Comment démontrer qu’aucune image – même dans le documentaire – n’est objective ? Que le choix des angles de caméra, la profondeur de champ, la focale, tout cela est plus qu’un métier, mais bien un art, tout ce que justement nous défendons ici ?
Auschwitz Project, le documentaire d’Emil Weiss qui passe en ce moment sur Arte, le démontre.
S’attaquant à ce sujet ultra rebattu, Weiss veut le traiter journalistiquement sur un autre angle, et propose donc autre chose à voir. Filmé entièrement par drone, à haute altitude au-dessus des rocades de la ville d’Oświęcim, ou au raz du sol, dans les couloirs barbelés d’Auschwitz I, sa mise en scène tient parfaitement le propos.
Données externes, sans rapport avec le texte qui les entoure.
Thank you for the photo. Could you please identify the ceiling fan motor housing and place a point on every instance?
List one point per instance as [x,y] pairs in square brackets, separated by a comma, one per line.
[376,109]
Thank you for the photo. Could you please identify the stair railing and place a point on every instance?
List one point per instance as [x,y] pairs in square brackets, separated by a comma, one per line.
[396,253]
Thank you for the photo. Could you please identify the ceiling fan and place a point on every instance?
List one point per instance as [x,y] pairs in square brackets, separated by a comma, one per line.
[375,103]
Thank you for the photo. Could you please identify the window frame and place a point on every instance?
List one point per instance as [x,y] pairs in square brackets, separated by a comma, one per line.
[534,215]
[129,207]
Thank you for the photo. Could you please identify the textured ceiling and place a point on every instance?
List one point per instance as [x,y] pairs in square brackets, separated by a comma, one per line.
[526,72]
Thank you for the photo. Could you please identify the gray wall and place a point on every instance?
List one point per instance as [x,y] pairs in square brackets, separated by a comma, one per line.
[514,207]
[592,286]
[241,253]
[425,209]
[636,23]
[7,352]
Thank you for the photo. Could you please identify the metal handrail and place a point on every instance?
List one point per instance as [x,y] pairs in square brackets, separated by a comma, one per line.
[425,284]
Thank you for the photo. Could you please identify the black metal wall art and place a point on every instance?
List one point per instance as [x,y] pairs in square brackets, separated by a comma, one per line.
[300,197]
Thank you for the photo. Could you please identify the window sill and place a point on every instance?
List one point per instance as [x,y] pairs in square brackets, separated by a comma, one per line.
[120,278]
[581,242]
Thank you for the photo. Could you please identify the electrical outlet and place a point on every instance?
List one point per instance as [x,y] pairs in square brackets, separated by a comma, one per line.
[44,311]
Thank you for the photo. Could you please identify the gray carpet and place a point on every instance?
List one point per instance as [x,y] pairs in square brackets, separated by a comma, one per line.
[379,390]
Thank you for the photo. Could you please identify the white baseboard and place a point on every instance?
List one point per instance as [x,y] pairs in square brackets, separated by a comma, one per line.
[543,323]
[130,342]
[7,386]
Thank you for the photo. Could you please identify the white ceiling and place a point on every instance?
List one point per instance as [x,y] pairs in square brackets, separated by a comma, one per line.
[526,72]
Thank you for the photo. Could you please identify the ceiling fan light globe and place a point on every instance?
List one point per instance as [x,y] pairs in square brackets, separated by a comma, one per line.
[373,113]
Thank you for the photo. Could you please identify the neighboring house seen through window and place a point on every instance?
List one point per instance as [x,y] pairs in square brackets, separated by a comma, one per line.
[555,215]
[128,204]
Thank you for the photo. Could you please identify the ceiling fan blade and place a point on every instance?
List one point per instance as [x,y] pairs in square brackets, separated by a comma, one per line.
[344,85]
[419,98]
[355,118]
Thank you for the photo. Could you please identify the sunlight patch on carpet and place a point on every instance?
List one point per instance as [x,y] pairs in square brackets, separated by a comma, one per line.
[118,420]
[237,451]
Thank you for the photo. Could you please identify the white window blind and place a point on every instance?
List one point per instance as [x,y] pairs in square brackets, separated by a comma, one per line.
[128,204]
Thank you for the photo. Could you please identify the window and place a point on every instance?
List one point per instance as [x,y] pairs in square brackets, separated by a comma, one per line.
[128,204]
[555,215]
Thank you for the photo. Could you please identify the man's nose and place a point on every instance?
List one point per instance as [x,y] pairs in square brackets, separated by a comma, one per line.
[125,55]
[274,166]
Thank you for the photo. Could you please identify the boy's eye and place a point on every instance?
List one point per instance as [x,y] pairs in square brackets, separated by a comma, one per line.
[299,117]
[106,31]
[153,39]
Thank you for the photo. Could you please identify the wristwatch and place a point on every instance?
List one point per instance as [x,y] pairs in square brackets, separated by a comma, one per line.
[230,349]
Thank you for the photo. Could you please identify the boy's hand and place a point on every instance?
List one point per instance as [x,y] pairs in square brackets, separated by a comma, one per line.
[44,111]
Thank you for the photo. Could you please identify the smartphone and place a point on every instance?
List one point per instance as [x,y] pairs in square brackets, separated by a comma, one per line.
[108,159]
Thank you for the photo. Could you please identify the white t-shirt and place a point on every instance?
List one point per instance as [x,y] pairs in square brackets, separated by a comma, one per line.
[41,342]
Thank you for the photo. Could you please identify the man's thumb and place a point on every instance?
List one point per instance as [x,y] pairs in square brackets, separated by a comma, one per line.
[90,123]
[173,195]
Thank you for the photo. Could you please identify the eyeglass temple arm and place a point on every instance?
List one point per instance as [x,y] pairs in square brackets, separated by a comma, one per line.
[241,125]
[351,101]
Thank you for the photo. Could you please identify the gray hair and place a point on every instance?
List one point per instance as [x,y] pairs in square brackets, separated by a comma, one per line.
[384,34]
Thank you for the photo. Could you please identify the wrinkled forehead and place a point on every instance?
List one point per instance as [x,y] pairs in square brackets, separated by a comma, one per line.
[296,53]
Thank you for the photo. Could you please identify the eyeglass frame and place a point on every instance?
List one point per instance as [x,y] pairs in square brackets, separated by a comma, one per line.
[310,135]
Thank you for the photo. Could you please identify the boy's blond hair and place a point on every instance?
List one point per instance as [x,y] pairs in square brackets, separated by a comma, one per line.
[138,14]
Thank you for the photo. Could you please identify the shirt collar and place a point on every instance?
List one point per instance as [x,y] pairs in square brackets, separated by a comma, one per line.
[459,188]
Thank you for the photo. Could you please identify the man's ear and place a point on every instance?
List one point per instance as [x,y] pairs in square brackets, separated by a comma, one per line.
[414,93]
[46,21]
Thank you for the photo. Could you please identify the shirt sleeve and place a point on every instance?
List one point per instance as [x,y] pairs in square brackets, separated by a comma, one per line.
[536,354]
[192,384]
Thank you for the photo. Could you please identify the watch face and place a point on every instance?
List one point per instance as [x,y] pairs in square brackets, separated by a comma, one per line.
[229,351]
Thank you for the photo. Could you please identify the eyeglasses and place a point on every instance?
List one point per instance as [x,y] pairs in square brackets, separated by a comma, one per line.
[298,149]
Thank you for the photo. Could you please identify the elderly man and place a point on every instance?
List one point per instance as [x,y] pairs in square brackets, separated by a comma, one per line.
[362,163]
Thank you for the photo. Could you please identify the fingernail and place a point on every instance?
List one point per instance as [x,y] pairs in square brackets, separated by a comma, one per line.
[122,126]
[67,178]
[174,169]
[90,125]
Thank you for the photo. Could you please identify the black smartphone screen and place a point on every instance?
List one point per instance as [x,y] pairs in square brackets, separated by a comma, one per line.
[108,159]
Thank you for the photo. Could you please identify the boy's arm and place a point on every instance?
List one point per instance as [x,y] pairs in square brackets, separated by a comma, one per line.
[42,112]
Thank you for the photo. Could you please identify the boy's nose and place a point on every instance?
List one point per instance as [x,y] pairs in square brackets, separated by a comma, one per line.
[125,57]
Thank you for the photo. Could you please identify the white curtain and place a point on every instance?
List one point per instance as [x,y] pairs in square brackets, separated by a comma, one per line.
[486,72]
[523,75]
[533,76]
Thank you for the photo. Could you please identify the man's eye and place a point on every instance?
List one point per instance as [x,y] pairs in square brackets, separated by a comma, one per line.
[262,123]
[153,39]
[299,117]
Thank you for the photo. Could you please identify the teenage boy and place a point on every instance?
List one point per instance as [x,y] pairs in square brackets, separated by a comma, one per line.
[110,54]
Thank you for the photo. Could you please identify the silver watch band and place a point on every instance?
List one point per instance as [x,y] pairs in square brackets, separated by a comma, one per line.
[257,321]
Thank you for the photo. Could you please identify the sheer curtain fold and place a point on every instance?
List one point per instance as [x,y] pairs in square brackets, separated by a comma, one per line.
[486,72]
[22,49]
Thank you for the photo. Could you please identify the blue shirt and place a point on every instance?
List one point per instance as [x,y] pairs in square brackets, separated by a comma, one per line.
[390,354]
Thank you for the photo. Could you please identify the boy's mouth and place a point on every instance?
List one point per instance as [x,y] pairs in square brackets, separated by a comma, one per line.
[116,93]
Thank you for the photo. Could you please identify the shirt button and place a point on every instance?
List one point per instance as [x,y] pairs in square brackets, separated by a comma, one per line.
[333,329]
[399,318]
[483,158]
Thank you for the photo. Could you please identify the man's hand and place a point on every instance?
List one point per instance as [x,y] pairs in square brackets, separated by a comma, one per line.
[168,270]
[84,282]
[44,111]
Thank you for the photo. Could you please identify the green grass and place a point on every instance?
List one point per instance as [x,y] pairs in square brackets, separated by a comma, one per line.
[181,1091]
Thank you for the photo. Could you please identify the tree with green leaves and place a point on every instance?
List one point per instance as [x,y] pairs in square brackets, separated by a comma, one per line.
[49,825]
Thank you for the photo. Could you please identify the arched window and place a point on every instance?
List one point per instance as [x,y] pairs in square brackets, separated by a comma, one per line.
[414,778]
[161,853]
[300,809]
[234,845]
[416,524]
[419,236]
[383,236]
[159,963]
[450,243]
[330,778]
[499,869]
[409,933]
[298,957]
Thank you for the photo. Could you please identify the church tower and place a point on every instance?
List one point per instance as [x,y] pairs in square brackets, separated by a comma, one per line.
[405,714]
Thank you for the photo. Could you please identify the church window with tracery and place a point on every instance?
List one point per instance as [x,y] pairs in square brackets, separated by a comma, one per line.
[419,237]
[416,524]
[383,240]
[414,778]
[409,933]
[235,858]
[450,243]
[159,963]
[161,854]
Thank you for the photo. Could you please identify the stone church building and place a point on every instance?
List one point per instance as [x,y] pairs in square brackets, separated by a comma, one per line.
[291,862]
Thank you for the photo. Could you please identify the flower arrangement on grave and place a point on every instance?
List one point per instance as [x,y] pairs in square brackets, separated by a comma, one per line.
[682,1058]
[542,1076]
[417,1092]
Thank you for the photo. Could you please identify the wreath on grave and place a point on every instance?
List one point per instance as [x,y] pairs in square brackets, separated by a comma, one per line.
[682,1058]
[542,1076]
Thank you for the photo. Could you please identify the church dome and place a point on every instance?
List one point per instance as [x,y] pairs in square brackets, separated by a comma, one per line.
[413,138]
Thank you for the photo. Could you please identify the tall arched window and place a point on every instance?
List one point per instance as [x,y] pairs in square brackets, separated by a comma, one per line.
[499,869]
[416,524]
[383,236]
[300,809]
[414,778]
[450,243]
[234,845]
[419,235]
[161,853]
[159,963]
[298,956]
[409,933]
Ce n’est pas un documentaire de plus sur l’Holocauste, mais comme son nom l’indique sur le « projet » Auschwitz. Un projet à la fois militaire, industriel et idéologique. Car Auschwitz n’est pas seulement la camp d’extermination de million de personnes, c’était aussi une caserne militaire, des fermes, des étangs piscicole, des laboratoires scientifiques, et un vaste complexe pétrochimique IG Farben (où travaillai Primo Levi). Ce point de vue, qu’on appelle God’s eye en cadrage est parfait pour comprendre à la fois l’ampleur géographique et l’ambition totalitaire du projet nazi.
Cette vue d’en haut, planante et silencieuse comme la mort, est tout aussi éducative que terrifiante.